Point-of-Sale Password Recovery⚓︎
Difficulty:
Direct link: santashop website
Terminal hint: Linux Primer
Objective⚓︎
Request
Help Sugarplum Mary in the Courtyard find the supervisor password for the point-of-sale terminal. What's the password?
Sugarplum Mary
Hey, wouldja' mind helping me get into my point-of-sale terminal?
It's down, and we kinda' need it running.
Problem is: it is asking for a password. I never set one!
Can you help me figure out what it is so I can get set up?
Shinny says this might be an Electron application.
Hints⚓︎
Electron ASAR Extraction
There are tools and guides explaining how to extract ASAR from Electron apps.
Electron Applications
It's possible to extract the source code from an Electron app.
Solution⚓︎
Download the santa-shop.exe binary using the link provided on the santa-shop website.
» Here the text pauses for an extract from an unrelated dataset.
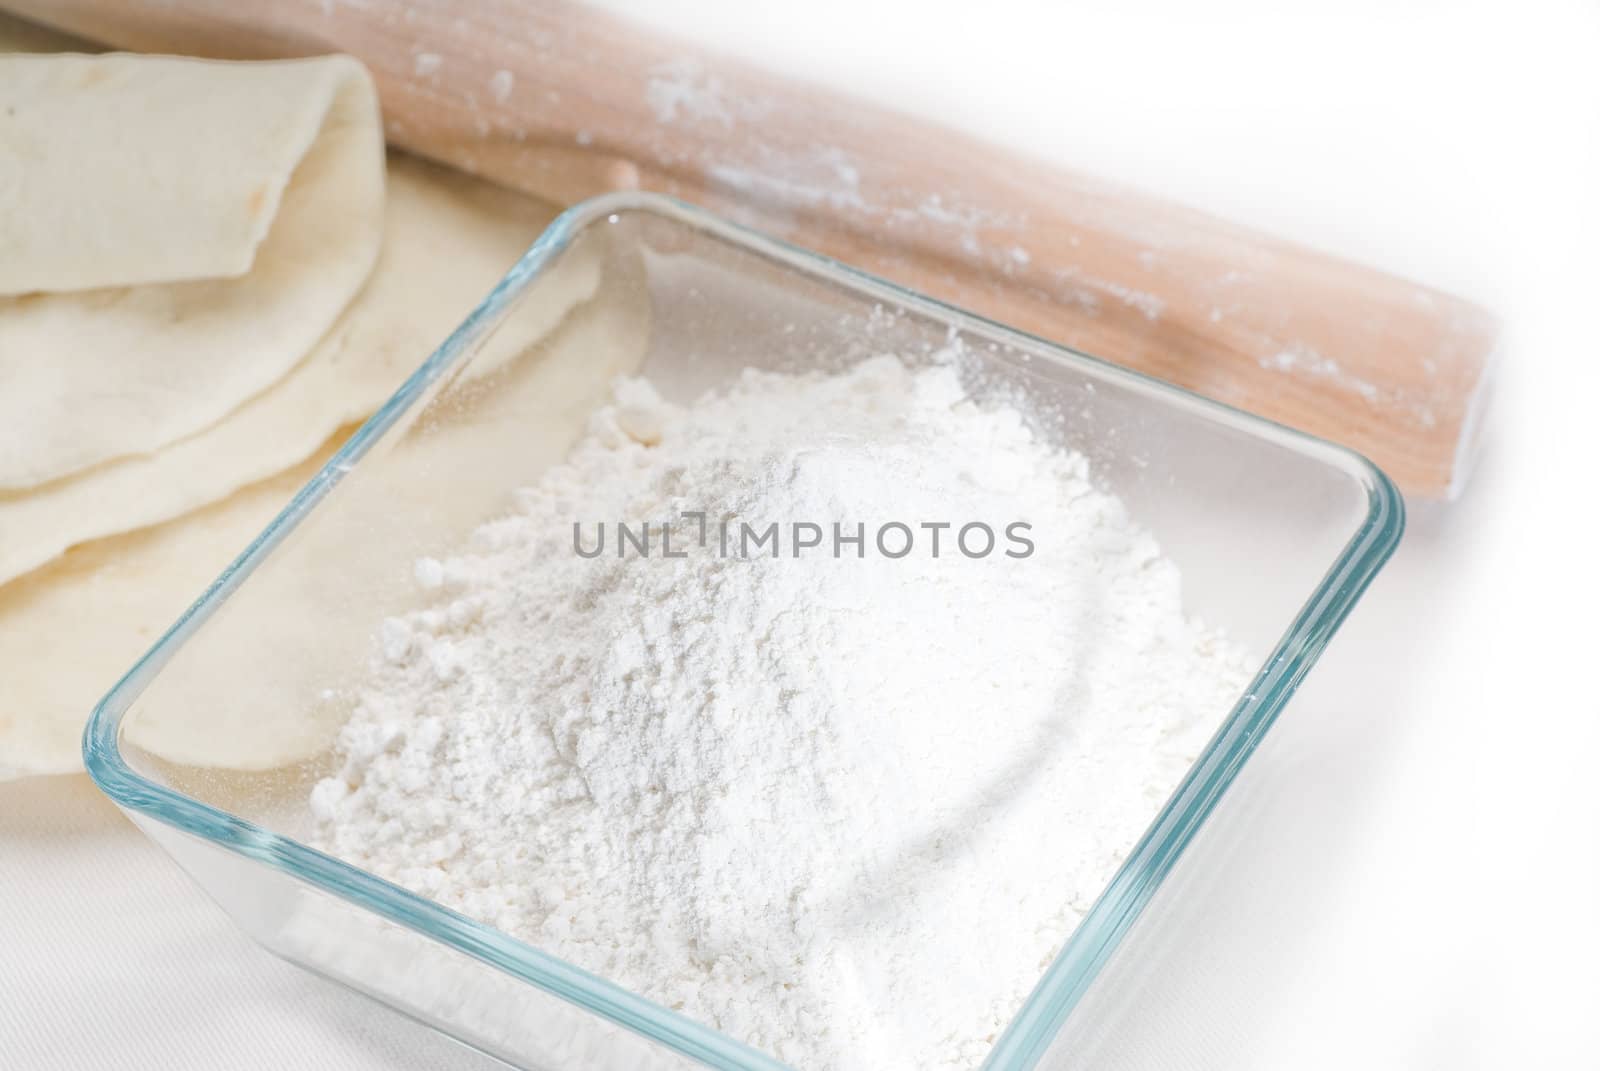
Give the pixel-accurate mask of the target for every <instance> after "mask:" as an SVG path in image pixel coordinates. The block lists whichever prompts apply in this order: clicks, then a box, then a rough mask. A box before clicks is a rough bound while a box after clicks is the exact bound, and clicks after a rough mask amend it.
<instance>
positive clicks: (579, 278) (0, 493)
mask: <svg viewBox="0 0 1600 1071" xmlns="http://www.w3.org/2000/svg"><path fill="white" fill-rule="evenodd" d="M554 213H555V210H554V208H550V207H549V205H544V203H541V202H534V200H530V199H526V197H522V195H517V194H510V192H506V191H499V189H496V187H493V186H490V184H486V183H482V181H478V179H472V178H467V176H464V174H459V173H454V171H448V170H445V168H440V166H435V165H430V163H424V162H421V160H416V158H414V157H406V155H403V154H394V155H392V157H390V168H389V207H387V213H386V221H384V248H382V253H381V256H379V259H378V266H376V267H374V271H373V275H371V279H370V280H368V282H366V287H365V288H363V290H362V293H360V295H358V296H357V299H355V301H354V303H352V304H350V307H349V309H346V312H344V315H341V317H339V322H338V323H334V327H333V330H330V331H328V335H326V336H323V339H322V341H320V343H317V347H315V349H314V351H312V352H310V355H307V357H306V360H302V362H301V363H299V365H296V367H294V370H293V371H290V373H288V375H286V376H285V378H283V379H280V381H278V383H275V384H272V386H270V387H267V389H266V391H264V392H261V394H258V395H256V397H254V399H251V400H250V402H246V403H245V405H242V407H240V408H238V410H235V411H234V413H230V415H227V416H226V418H224V419H222V421H221V423H218V424H214V426H211V427H208V429H205V431H202V432H198V434H195V435H190V437H189V439H184V440H181V442H176V443H171V445H168V447H165V448H162V450H158V451H155V453H150V455H136V456H131V458H120V459H115V461H109V463H106V464H101V466H98V467H93V469H88V471H86V472H82V474H78V475H72V477H67V479H62V480H54V482H51V483H45V485H42V487H37V488H32V490H29V491H18V493H5V491H0V583H5V581H8V580H11V578H14V576H19V575H22V573H26V572H27V570H30V568H37V567H38V565H43V564H45V562H48V560H51V559H53V557H56V556H58V554H61V552H62V551H66V549H67V548H69V546H72V544H75V543H83V541H86V540H96V538H101V536H107V535H115V533H118V531H131V530H134V528H141V527H146V525H150V523H158V522H162V520H168V519H171V517H176V515H179V514H182V512H186V511H189V509H195V507H198V506H203V504H206V503H211V501H216V499H219V498H224V496H226V495H229V493H232V491H234V490H237V488H240V487H245V485H246V483H253V482H256V480H261V479H266V477H267V475H272V474H274V472H278V471H282V469H285V467H288V466H291V464H296V463H299V461H302V459H306V458H307V456H309V455H310V453H312V451H314V450H315V448H317V447H318V443H322V442H323V440H326V439H328V435H330V434H333V431H334V429H336V427H339V426H342V424H347V423H350V421H355V419H360V418H363V416H366V415H368V413H371V411H373V410H376V408H378V407H379V405H381V403H382V402H384V399H387V397H389V395H390V394H392V392H394V391H395V387H398V386H400V383H402V381H403V379H405V376H406V375H410V373H411V370H413V368H416V365H419V363H421V362H422V359H424V357H427V354H429V352H430V351H432V349H434V347H435V346H437V344H438V343H442V341H443V339H445V338H446V336H448V335H450V331H451V330H454V327H456V325H458V323H461V320H462V319H464V317H466V314H467V312H469V311H470V309H472V307H474V306H475V304H477V303H478V301H480V299H482V298H483V296H485V295H488V291H490V290H491V288H493V287H494V283H496V282H499V279H501V275H504V272H506V269H509V267H510V266H512V264H514V263H515V261H517V258H518V256H520V255H522V253H523V251H525V250H526V248H528V245H530V243H531V242H533V240H534V239H536V237H538V235H539V232H541V231H542V229H544V226H546V224H549V221H550V218H552V216H554ZM562 283H563V287H565V293H562V295H547V296H544V299H542V301H541V303H539V311H541V314H542V315H544V317H546V319H547V320H549V323H550V325H552V327H554V325H555V323H557V322H558V320H560V319H562V317H563V315H565V314H566V311H568V309H570V307H571V306H574V304H578V303H579V301H582V299H586V298H589V296H590V295H592V293H594V290H595V287H597V285H598V271H589V272H565V274H563V275H562Z"/></svg>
The file
command tells us it's a Windows executable (thanks Captain Obvious) and a Nullsoft Installer self-extracting archive, which means we can extract the contents using pretty much any capable archive manager. 7-Zip on Windows, Engrampa on Kali Linux, and The Unarchiver on macOS all work. Inside the binary you'll find a 7-zip archive named app-64.7z
. Extract that as well.
The app.assar
archive file is what we're looking for. While the hints provided by Sugarplum Mary point to a tool and a guide on how to extract these types of archives, all we really need is grep -a pass app.asar
to search for lines containing the string pass.
Asar file format
Asar is a simple extensive archive format, it works like tar that concatenates all files together without compression, while having random access support.
Concatenating plaintext and binary files together doesn't modify the data. In other words, because no compression is being applied, any plaintext information that goes into the Asar archive remains plaintext and will be searchable. The -a
parameter forces grep
to treat the whole file as ASCII text and print any matching lines to the command line.